VARIABLE DIMENSION VARIANCE

What changed? — in sales, costs, margins, inventory, ROI, EBITDA,... - is a common question for any business 🏭.

Between this year and last year, this quarter and the previous quarter, this month and the previous month, this month the corresponding month of last year, this week and the corresponding week of last year (especially reserved for the brave of heart) or simply between actuals and budget.

The possibilities are endless.

If you understand what has changed, you are a step ahead in grasping why it changed and being able to react accordingly.

Enter multidimensional datasets.

A multidimensional dataset is a dataset with more than one dimension along which you can analyze your data. There is nothing wrong with multidimensional datasets. The world is multidimensional so you need to map it with multidimensional data.

On the other hand, the reason why your sales dashboard has 19 different filters is because somebody invented multidimensional datasets. Whoever invented slicing and dicing might not have sufficiently pondered the fact that, due to the curse of multidimensionality, you will never be able to adequately explore the myriad of routes offered by 19-filter dashboard.

It gets worse if, instead of playing with a Tableau dashboard, you are tasked at building the this-quarter-vs-last-quarter sales waterfall chart for your CEO’s presentation to the Board.

Say your dataset in mono-dimensional: you only have sales by market. It is trivial to map your 50M$ increase in revenues to the different markets.

Say you have — because you certainly have — also the sales by channel and by product line.

Which is the first item of your waterfall chart? To find out, you slice by market, then repeat by channel and again by product line. Whatever is largest will merit the honor of the first slot. It is “sales in Italy 🍕”.

Now the second item. To find it, you need to subtract “sales in Italy” from your dataset. Do the slice and dice thing again. See who wins. It is “sales in department stores” 🏬.

Somebody argues that the first slot more rightfully belongs to “sales in China 🐼”. The increase of “sales in Italy” is marginally higher than the increase of “sales in China”, but Italy, your home market, grew a lackluster 5% while China is up 100%.

Back to Excel and redo the whole thing.

In fact, after more slicing and dicing, it becomes clear that the boost of “sales in China” is due to a single product line, T-shirts 👕, while the disappointing performance of the Italian market is tied to the weakness of the department store 🏬 channel.

Given this evidence, it would help show “sales in China 🐼 of T-shirts 👕” as the first item.

Back to Excel and redo the whole thing.

After subtracting only “sales in China 🐼 of T-shirts 👕” from the first iteration, “department store” does not merit the second slot any more. Slice and dice and find another one.
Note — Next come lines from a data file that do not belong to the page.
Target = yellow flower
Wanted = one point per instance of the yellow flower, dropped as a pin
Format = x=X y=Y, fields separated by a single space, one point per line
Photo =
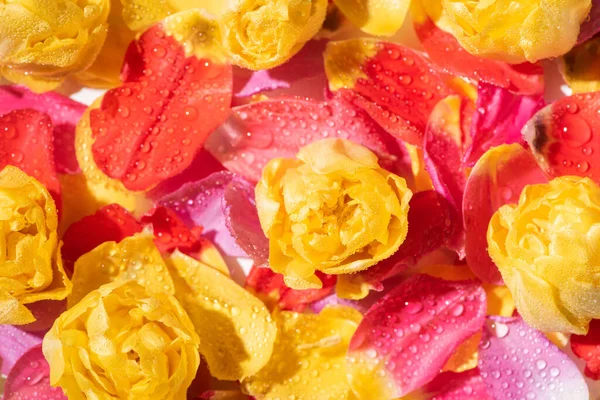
x=30 y=263
x=546 y=250
x=43 y=41
x=516 y=31
x=333 y=210
x=309 y=358
x=120 y=342
x=262 y=34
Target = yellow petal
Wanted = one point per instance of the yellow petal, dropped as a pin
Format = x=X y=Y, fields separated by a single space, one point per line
x=235 y=328
x=377 y=17
x=309 y=357
x=134 y=258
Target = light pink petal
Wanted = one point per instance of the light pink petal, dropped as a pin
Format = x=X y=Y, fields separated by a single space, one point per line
x=519 y=362
x=14 y=342
x=407 y=336
x=63 y=112
x=29 y=379
x=497 y=179
x=258 y=132
x=499 y=119
x=466 y=385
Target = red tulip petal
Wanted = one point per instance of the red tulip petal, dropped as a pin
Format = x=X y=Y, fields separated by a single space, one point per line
x=499 y=119
x=565 y=136
x=538 y=369
x=466 y=385
x=407 y=336
x=151 y=127
x=497 y=179
x=397 y=86
x=268 y=129
x=15 y=342
x=110 y=223
x=587 y=347
x=171 y=233
x=430 y=228
x=444 y=50
x=29 y=379
x=63 y=112
x=26 y=141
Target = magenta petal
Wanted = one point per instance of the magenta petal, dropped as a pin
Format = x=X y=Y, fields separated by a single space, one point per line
x=499 y=119
x=466 y=385
x=223 y=204
x=30 y=379
x=14 y=342
x=63 y=112
x=497 y=179
x=410 y=334
x=519 y=362
x=258 y=132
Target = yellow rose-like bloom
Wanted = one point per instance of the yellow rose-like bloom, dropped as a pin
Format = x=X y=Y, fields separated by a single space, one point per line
x=262 y=34
x=332 y=210
x=30 y=263
x=546 y=250
x=120 y=342
x=43 y=41
x=516 y=31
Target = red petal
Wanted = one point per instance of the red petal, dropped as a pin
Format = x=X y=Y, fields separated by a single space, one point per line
x=269 y=285
x=395 y=85
x=63 y=112
x=171 y=233
x=29 y=379
x=466 y=385
x=151 y=128
x=407 y=336
x=497 y=179
x=27 y=142
x=588 y=349
x=565 y=136
x=110 y=223
x=499 y=119
x=258 y=132
x=444 y=50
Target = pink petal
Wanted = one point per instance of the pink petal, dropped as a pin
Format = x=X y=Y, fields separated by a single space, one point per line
x=13 y=344
x=519 y=362
x=258 y=132
x=497 y=179
x=223 y=204
x=466 y=385
x=305 y=66
x=411 y=333
x=499 y=119
x=29 y=379
x=63 y=112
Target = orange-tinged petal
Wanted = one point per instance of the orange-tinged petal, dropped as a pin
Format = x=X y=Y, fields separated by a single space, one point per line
x=308 y=359
x=235 y=328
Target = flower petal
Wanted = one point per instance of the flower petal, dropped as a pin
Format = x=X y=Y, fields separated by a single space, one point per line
x=64 y=113
x=407 y=337
x=259 y=132
x=27 y=143
x=587 y=347
x=565 y=136
x=499 y=119
x=538 y=369
x=111 y=223
x=445 y=51
x=152 y=120
x=497 y=179
x=397 y=86
x=235 y=328
x=29 y=379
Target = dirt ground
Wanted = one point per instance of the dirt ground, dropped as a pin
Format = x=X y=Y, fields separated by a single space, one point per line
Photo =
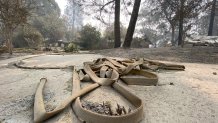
x=193 y=97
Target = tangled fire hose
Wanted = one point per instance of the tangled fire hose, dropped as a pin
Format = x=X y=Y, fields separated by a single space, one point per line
x=105 y=72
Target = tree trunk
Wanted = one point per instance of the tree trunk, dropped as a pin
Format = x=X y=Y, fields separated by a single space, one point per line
x=181 y=18
x=8 y=38
x=173 y=36
x=117 y=40
x=132 y=23
x=212 y=16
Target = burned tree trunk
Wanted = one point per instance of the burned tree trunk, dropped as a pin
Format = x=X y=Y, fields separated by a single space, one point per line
x=181 y=19
x=117 y=40
x=212 y=16
x=132 y=23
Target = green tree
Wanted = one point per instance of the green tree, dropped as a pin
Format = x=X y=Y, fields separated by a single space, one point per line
x=89 y=37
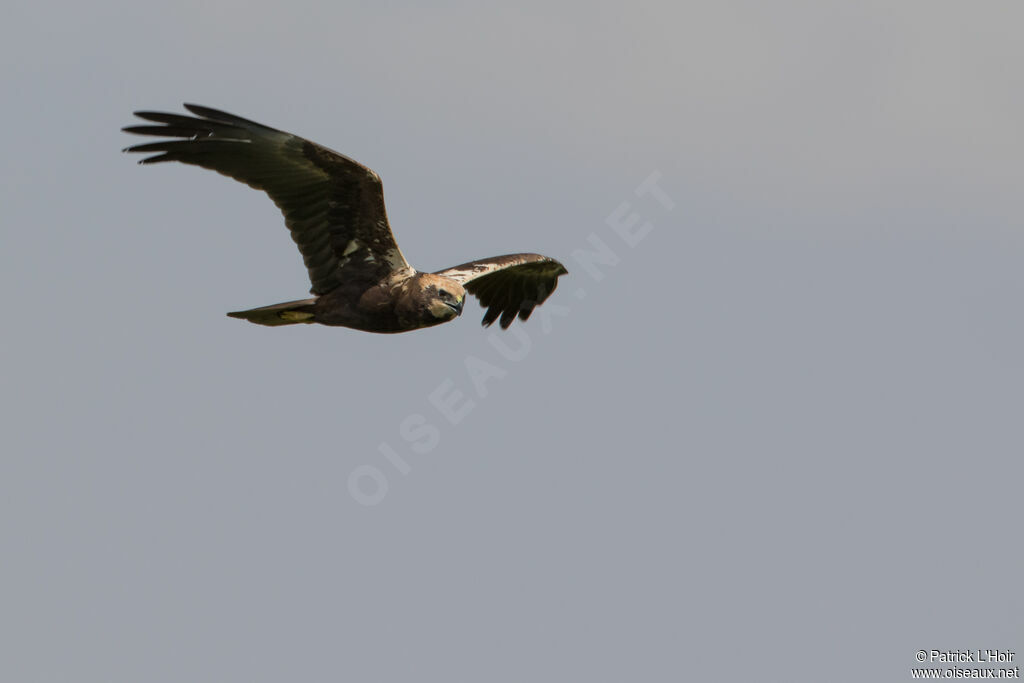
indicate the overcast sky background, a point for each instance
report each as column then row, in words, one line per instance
column 779, row 438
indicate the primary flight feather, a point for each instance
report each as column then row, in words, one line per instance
column 334, row 208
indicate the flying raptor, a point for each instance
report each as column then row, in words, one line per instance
column 334, row 208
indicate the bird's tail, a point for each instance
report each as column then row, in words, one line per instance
column 289, row 312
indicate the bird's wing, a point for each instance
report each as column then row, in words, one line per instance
column 333, row 206
column 508, row 286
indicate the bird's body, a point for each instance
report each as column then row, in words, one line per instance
column 334, row 208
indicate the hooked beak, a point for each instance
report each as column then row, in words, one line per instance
column 457, row 306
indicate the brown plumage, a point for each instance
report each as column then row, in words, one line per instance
column 334, row 208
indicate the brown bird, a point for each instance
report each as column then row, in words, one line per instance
column 334, row 208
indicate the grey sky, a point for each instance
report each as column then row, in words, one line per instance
column 778, row 438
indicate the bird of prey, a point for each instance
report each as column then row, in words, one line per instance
column 334, row 208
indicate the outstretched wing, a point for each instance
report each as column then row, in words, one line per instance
column 508, row 286
column 333, row 206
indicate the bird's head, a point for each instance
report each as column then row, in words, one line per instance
column 438, row 299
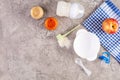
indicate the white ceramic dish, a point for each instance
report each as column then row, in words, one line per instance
column 86, row 45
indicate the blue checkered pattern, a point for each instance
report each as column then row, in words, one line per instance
column 93, row 23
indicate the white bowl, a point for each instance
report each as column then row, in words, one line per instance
column 86, row 45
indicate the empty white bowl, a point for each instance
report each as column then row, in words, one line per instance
column 86, row 45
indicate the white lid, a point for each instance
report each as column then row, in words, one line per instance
column 76, row 11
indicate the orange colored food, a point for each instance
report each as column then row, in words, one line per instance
column 37, row 12
column 51, row 23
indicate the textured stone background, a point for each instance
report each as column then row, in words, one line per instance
column 30, row 52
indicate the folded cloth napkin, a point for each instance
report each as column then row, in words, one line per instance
column 111, row 42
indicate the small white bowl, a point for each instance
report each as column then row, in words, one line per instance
column 86, row 45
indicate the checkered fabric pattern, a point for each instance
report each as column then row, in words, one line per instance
column 111, row 42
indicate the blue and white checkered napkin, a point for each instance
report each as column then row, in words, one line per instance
column 93, row 23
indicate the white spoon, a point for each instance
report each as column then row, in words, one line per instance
column 79, row 62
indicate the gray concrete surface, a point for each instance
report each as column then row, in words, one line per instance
column 30, row 52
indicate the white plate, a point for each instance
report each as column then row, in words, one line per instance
column 86, row 45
After a few iterations you have explained 45M$ out of the 50M$ sales increase. You want to go home. “Other” is all you can answer if your boss asks. Let’s hope he won’t. 5M$ might actually be an error in your horribly complex Excel sheet.

Real-life multidimensional datasets have more than three dimensions, and simply cannot be processed in this manner.

There is a better, less painful, and more insightful, way to do this. It goes like this:

  • Recognize that the problem has many solutions and that it requires a fast-iteration approach
  • Set scenario (“I want to see the combinations that have changed the most in absolute value", or ”I want to see the combinations that have changed the most in terms of % change",...)
  • Let the computer calculate all the combinations, do the subtractions, come up with a set of consistent results that fully cover the change and are computationally error free
  • Change scenario and/or fine-tune parameters until the output is satisfactory.